Giugno 2000 - © Blumedia Art

Il tempo non è altro che una convenzione, un accordo fra tutti i popoli della terra atto a permettere il calcolo delle giornate e degli avvenimenti tenendo qualcosa come punto di riferimento. Nell’antichità gli uomini si regolavano osservando il ciclo del sole fra l’alba ed il tramonto, o le fasi lunari. Per calcolare periodi più lunghi utilizzavano il ciclo delle stagioni ma con l’andar del tempo si sentì sempre di più il bisogno di un calcolo molto più preciso ed adatto ad essere utilizzato per varie esigenze, da quelle degli agricoltori, che dovevano sapere quando vendemmierare, raccogliere

il grano, seminare o potare le piante a quella dei commercianti, degli astronomi o della Chiesa. Durante il medioevo il modo di calcolare il tempo non era uguale dappertutto: non esisteva una data ufficiale a cui rifarsi e in stati diversi si usavano sistemi di misurazioni e computo del tempo differenti. Tutto ciò, ovviamente,

alimentava una gran confusione. Durante l’Alto medioevo si continuò a considerare come riferimento dell’anno, l’imperatore in carica a Bisanzio. Qualche tempo dopo l’anno di riferimento fu quello relativo al regno dei sovrani di occidente o del papa in carica.

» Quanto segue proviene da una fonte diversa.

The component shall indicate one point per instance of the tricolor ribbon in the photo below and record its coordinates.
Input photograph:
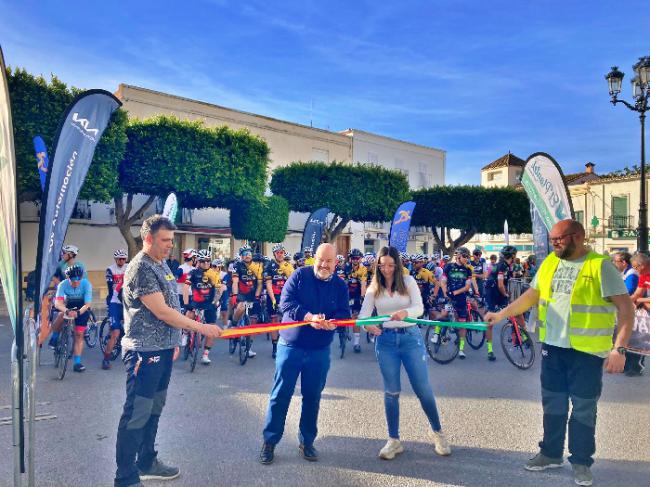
(371, 321)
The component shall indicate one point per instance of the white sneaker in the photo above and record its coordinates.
(391, 448)
(440, 444)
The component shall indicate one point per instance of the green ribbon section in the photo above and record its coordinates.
(469, 325)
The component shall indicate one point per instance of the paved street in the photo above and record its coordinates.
(211, 426)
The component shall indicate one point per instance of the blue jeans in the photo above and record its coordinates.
(394, 349)
(312, 366)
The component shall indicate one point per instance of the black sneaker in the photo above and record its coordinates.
(159, 471)
(308, 452)
(266, 455)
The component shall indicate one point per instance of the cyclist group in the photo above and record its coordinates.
(222, 291)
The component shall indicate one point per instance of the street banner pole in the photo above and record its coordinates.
(313, 232)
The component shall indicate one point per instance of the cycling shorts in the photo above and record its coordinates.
(250, 298)
(460, 305)
(116, 314)
(495, 300)
(269, 306)
(209, 311)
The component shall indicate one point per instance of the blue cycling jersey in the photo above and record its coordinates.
(75, 296)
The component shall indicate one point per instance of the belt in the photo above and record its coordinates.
(400, 330)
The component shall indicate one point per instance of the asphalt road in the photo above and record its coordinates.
(211, 425)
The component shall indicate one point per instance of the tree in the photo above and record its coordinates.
(352, 192)
(205, 167)
(470, 209)
(263, 220)
(37, 108)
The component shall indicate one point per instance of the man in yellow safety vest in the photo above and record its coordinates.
(580, 298)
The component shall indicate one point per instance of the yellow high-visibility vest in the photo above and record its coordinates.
(592, 318)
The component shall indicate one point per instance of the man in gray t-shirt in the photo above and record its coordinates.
(152, 324)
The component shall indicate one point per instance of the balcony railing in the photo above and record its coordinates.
(621, 221)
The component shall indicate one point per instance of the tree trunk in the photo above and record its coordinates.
(334, 229)
(125, 220)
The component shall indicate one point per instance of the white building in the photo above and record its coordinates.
(93, 228)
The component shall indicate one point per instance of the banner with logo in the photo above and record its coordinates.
(9, 251)
(546, 188)
(83, 124)
(42, 160)
(313, 231)
(400, 225)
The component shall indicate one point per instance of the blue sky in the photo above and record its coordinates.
(474, 78)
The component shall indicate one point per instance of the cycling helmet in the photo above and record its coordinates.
(71, 249)
(74, 271)
(508, 251)
(464, 251)
(355, 253)
(245, 248)
(120, 254)
(278, 248)
(203, 255)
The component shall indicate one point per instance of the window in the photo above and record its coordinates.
(619, 212)
(494, 176)
(320, 155)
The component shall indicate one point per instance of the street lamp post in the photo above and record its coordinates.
(641, 93)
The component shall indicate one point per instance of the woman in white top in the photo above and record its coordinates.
(400, 343)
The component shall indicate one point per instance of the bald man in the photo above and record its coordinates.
(580, 296)
(316, 295)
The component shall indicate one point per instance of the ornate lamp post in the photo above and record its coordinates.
(641, 93)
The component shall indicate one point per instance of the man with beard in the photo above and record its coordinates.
(580, 297)
(313, 294)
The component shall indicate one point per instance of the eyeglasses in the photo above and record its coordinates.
(561, 237)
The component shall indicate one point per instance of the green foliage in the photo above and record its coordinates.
(472, 208)
(205, 167)
(37, 108)
(352, 192)
(264, 220)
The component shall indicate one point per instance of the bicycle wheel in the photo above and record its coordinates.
(64, 353)
(475, 338)
(90, 336)
(442, 347)
(195, 350)
(519, 352)
(104, 334)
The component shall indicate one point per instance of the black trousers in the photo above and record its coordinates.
(570, 374)
(147, 378)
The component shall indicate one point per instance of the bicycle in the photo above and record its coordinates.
(194, 341)
(244, 342)
(105, 336)
(63, 347)
(474, 338)
(443, 342)
(91, 333)
(517, 344)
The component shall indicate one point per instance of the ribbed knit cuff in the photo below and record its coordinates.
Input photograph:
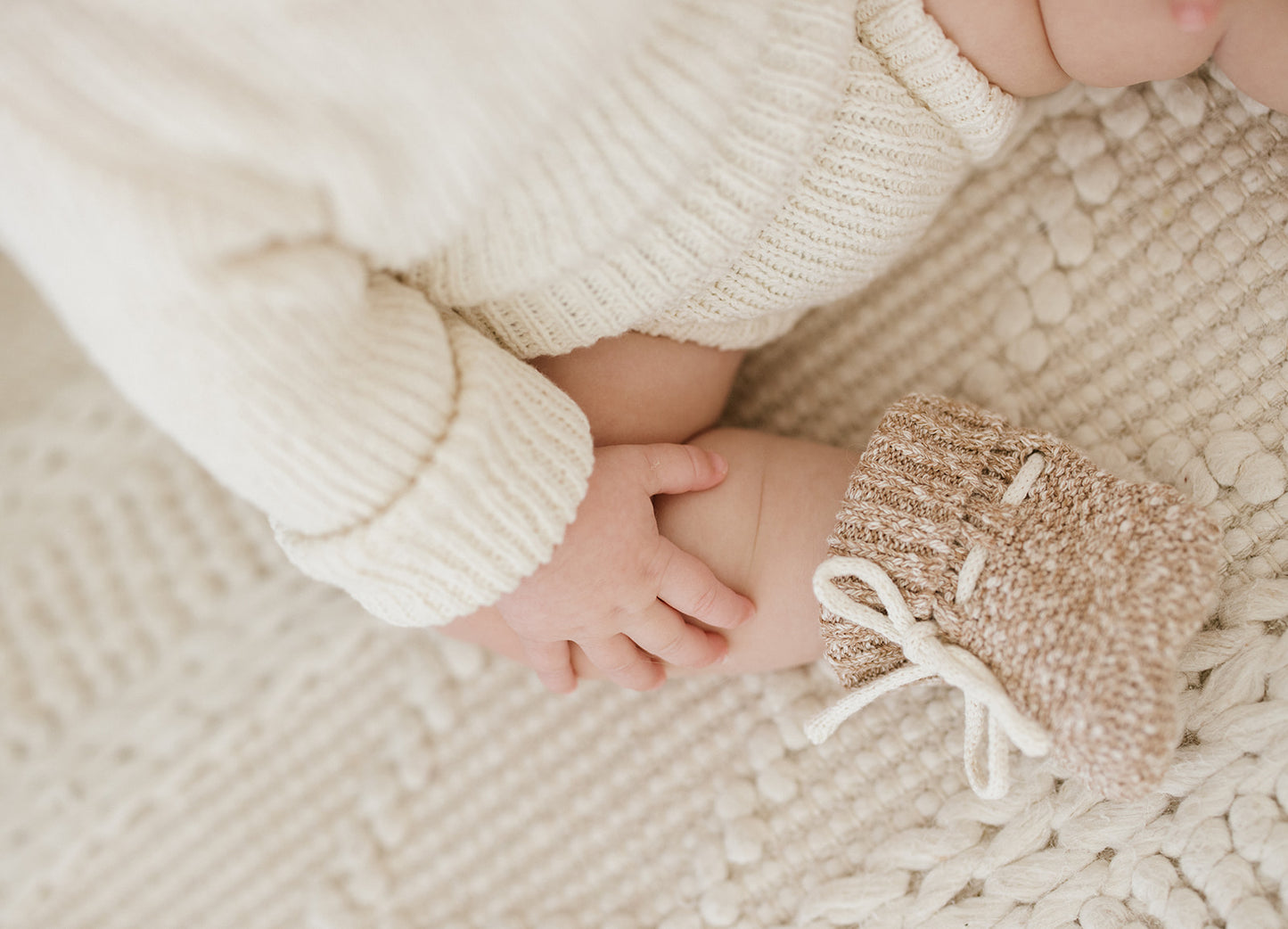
(483, 513)
(1076, 589)
(912, 506)
(925, 61)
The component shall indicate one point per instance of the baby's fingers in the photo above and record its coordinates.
(662, 631)
(680, 468)
(624, 664)
(553, 664)
(691, 587)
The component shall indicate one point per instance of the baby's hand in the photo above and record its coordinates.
(619, 589)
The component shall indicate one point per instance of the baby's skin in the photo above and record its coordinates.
(1036, 46)
(671, 540)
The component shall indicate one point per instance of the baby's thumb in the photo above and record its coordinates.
(682, 468)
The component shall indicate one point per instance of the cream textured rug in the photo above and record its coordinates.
(191, 735)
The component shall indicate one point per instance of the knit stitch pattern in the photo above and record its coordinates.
(1090, 589)
(193, 735)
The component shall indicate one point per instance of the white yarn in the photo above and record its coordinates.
(931, 656)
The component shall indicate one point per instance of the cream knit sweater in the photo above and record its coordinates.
(313, 241)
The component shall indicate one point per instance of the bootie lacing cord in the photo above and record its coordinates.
(989, 708)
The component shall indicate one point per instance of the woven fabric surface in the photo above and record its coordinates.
(193, 735)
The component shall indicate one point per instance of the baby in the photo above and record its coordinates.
(622, 596)
(636, 390)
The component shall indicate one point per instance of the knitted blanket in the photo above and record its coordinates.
(193, 735)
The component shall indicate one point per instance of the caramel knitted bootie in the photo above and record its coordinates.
(1004, 562)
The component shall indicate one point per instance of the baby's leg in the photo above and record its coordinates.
(763, 531)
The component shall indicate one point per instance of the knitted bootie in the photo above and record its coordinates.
(1004, 562)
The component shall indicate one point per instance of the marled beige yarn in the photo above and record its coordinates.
(1091, 585)
(193, 737)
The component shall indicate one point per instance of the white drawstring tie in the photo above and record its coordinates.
(989, 708)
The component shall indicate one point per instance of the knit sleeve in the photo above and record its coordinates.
(914, 119)
(398, 454)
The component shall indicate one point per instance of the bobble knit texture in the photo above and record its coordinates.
(1091, 585)
(318, 268)
(193, 735)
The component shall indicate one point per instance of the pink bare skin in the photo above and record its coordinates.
(1036, 46)
(630, 589)
(761, 531)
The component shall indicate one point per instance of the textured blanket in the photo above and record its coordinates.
(193, 735)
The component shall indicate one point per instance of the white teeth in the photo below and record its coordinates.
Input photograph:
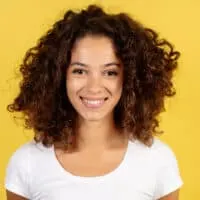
(93, 102)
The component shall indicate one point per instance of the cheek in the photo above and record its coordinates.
(73, 85)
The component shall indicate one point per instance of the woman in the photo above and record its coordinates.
(92, 88)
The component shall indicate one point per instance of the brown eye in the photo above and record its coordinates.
(78, 71)
(111, 73)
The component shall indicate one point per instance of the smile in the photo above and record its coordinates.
(93, 103)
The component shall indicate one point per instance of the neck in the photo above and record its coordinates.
(97, 135)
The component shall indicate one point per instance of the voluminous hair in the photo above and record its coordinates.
(148, 63)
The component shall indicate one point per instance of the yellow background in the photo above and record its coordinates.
(22, 22)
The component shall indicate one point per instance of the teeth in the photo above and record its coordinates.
(93, 102)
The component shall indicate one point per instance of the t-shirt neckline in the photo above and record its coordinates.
(92, 179)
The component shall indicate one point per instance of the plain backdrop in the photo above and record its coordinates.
(22, 22)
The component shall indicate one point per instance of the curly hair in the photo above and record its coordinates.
(148, 63)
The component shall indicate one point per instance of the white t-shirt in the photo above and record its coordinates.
(146, 173)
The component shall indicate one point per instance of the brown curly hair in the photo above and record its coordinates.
(148, 62)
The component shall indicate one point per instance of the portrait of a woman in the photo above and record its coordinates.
(91, 91)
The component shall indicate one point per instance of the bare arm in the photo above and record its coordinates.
(13, 196)
(172, 196)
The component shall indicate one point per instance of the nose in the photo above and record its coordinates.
(94, 83)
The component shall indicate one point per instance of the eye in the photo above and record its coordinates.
(79, 71)
(111, 73)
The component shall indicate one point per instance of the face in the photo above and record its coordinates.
(94, 78)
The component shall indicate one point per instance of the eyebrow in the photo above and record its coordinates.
(105, 65)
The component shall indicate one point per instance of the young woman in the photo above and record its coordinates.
(92, 88)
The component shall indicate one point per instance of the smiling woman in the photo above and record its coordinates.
(98, 82)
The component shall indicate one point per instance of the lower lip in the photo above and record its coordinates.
(88, 105)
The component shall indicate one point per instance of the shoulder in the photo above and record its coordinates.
(160, 153)
(163, 153)
(23, 155)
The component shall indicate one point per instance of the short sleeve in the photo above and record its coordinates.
(17, 172)
(168, 175)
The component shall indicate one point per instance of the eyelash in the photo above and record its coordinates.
(80, 72)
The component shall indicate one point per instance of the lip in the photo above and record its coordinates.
(94, 98)
(85, 102)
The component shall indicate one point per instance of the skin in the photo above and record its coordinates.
(94, 77)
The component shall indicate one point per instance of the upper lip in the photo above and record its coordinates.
(94, 98)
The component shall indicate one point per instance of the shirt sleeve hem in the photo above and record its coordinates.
(171, 189)
(16, 190)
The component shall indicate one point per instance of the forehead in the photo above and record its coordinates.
(94, 49)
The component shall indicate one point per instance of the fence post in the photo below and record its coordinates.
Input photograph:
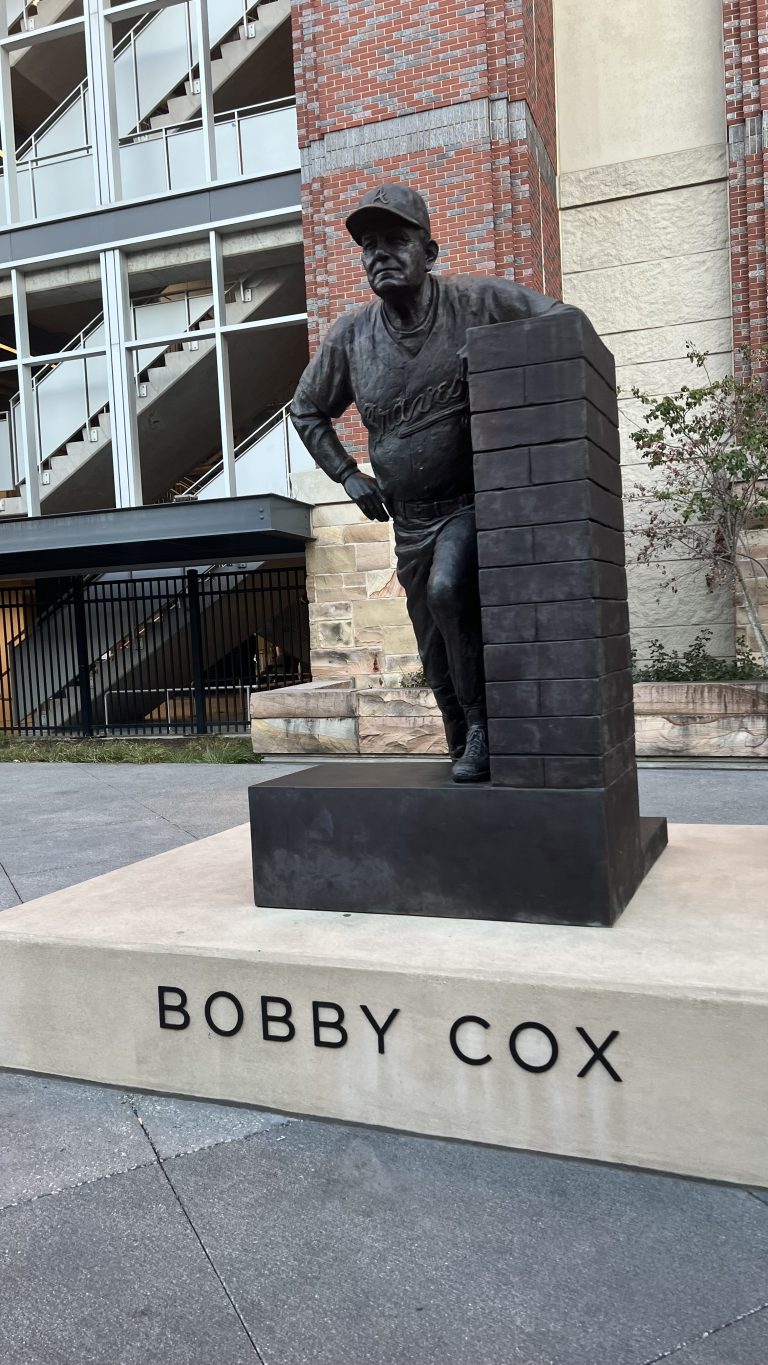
(197, 649)
(83, 661)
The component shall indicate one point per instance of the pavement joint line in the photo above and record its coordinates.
(11, 883)
(704, 1337)
(152, 811)
(198, 1238)
(75, 1185)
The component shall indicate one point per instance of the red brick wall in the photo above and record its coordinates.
(366, 62)
(746, 100)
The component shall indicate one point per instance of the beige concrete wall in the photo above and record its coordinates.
(644, 224)
(359, 625)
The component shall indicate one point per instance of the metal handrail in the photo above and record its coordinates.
(127, 40)
(81, 339)
(287, 101)
(246, 444)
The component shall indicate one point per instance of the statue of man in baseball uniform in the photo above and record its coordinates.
(399, 361)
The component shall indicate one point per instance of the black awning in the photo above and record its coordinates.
(173, 534)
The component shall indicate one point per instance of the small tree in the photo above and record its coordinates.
(708, 445)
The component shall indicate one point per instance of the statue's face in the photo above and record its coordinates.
(396, 257)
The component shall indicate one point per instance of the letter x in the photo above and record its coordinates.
(599, 1053)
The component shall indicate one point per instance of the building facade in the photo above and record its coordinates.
(176, 175)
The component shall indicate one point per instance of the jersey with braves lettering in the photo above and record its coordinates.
(408, 386)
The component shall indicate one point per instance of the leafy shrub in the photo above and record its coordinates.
(415, 679)
(697, 665)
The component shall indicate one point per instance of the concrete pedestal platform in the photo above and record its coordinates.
(644, 1046)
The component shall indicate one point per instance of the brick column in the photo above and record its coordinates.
(553, 586)
(459, 103)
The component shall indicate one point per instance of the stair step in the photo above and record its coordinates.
(233, 53)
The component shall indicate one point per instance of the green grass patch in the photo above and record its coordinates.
(205, 750)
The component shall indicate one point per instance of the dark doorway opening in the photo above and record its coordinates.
(167, 654)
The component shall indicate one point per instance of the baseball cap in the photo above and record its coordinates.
(397, 199)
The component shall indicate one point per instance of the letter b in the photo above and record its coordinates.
(167, 1008)
(323, 1025)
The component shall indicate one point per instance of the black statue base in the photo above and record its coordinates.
(401, 838)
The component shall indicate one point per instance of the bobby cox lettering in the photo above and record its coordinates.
(531, 1044)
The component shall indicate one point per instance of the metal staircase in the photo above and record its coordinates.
(157, 90)
(265, 462)
(143, 654)
(175, 429)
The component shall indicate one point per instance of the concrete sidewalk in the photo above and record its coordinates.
(137, 1229)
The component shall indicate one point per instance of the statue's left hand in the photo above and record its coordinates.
(366, 493)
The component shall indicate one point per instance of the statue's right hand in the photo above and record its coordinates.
(366, 493)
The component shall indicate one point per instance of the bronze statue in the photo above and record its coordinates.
(400, 361)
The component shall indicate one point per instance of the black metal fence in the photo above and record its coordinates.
(152, 655)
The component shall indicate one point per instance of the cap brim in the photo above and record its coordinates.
(368, 213)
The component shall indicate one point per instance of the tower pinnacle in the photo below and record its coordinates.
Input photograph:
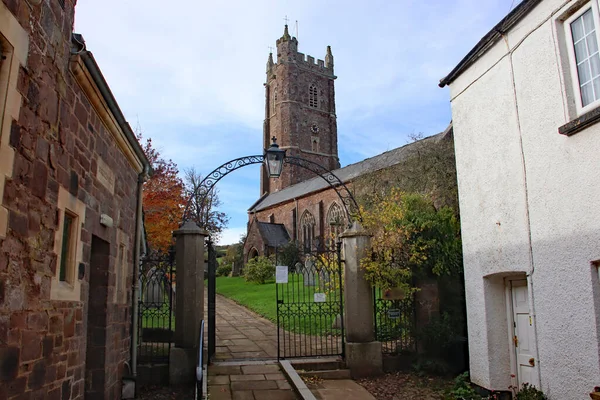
(286, 33)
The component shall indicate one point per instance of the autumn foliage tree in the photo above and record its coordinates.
(410, 238)
(163, 199)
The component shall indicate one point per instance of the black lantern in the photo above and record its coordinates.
(274, 159)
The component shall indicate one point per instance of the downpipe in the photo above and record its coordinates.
(136, 270)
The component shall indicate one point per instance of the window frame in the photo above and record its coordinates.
(68, 290)
(575, 83)
(313, 96)
(67, 258)
(307, 224)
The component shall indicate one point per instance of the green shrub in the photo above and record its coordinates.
(223, 269)
(259, 270)
(462, 389)
(430, 366)
(528, 392)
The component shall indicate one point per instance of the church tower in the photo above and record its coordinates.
(299, 112)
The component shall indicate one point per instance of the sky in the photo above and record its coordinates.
(190, 73)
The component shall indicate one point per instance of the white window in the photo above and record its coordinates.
(307, 222)
(313, 96)
(582, 32)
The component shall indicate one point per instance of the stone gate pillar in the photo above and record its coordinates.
(363, 352)
(189, 312)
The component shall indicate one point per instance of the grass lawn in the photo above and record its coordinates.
(259, 298)
(300, 314)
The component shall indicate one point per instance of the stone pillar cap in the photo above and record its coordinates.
(190, 228)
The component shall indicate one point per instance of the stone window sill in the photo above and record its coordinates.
(580, 123)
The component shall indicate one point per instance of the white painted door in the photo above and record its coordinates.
(523, 337)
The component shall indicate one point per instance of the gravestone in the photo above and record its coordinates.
(309, 272)
(154, 288)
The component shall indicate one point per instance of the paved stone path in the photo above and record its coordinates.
(242, 334)
(258, 380)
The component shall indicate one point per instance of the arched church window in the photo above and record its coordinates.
(307, 225)
(335, 219)
(313, 96)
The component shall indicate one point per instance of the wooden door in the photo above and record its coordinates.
(523, 335)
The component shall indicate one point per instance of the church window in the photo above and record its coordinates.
(313, 96)
(335, 220)
(307, 224)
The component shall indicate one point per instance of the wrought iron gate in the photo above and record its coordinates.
(212, 283)
(310, 305)
(394, 322)
(156, 318)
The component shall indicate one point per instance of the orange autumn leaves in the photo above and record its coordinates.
(163, 200)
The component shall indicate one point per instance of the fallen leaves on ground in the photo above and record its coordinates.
(166, 393)
(311, 380)
(405, 386)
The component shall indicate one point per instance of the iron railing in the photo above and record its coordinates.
(156, 319)
(394, 323)
(310, 306)
(199, 394)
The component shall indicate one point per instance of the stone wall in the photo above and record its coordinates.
(290, 214)
(63, 148)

Il popolo usava quella che fu detta “l’era bizantina” cioè una scansione degli anni dalla nascita di Cristo, avvenuta secondo alcuni monaci ortodossi il 1 settembre dell’anno 5509 dalla creazione del mondo. Era davvero difficile sapere in quale anno si era. L’era cristiana, quella che usiamo tuttora, fu ideata da Dionigi il Piccolo intorno al VI secolo e stabilisce la data di inizio nel giorno della

nascita di Gesù avvenuta nell’anno 756 dalla fondazione di Roma. E’ il calendario odierno ufficiale, anche se si è già da tempo dimostrato che è errato di sei o sette anni e che quindi Gesù è nato non duemila anni fa ma duemilaesette. Il calendario più usato durante l'intero Medioevo, fu quello ideato da Giulio Cesare e per

per questo denominato “giuliano”. Tale calendario iniziava il 1 Marzo, era composto da dodici mesi, gli stessi di oggi, di circa trenta giorni ciascuno. Ogni mese era diviso in tre periodi, ovvero Le Calende , cioè il primo giorno di ogni mese, le None, che cadevano intorno al 7 e le Idi, che corrispondevano al 15. I giorni si indicavano non con il numero, ma con il santo al quale erano dedicati. In qualche zona d’Europa si cominciò ad utilizzare una diversa divisione del mese, detta Consuetudio Bononiensis. Essa era basata sulla divisione del mese in due metà di uguale numero di giorni. Il giorno era diviso in ventiquattro ore, dodici per il giorno e dodici per la notte. Alcune di queste ore divennero particolarmente importanti

per tutto il popolo che calcolava il tempo basandosi su di esse. Durante il medioevo l’ora più importante divenne la Nona, che segnava la fine del lavoro del monaco per recarsi al refettorio e che quindi indicava l’interruzione più significativa della giornata. I mezzi per calcolare il tempo nel medioevo erano le stelle, si utilizzavano le meridiane che mediante l’ombra proiettata dal sole indicavano l’ora del giorno, la clessidra e si

osservava il tempo di combustione delle candele. Su una candela venivano conficcati ad intervalli di spazio regolare dei piombini che, cadendo al momento dello scioglimento della cera in cui erano posizionati, andavano a depositarsi in un piatto di rame e producevano un suono metallico. Il monaco si accorgeva che era trascorso un certo lasso di tempo contando quanti piombini erano caduti nel piatto. Intorno al Duecento, nei maggiori monasteri, apparvero i primi orologi ad acqua, intesi come sistemi di soneria funzionanti mediante pesi e regolazioni idraulica.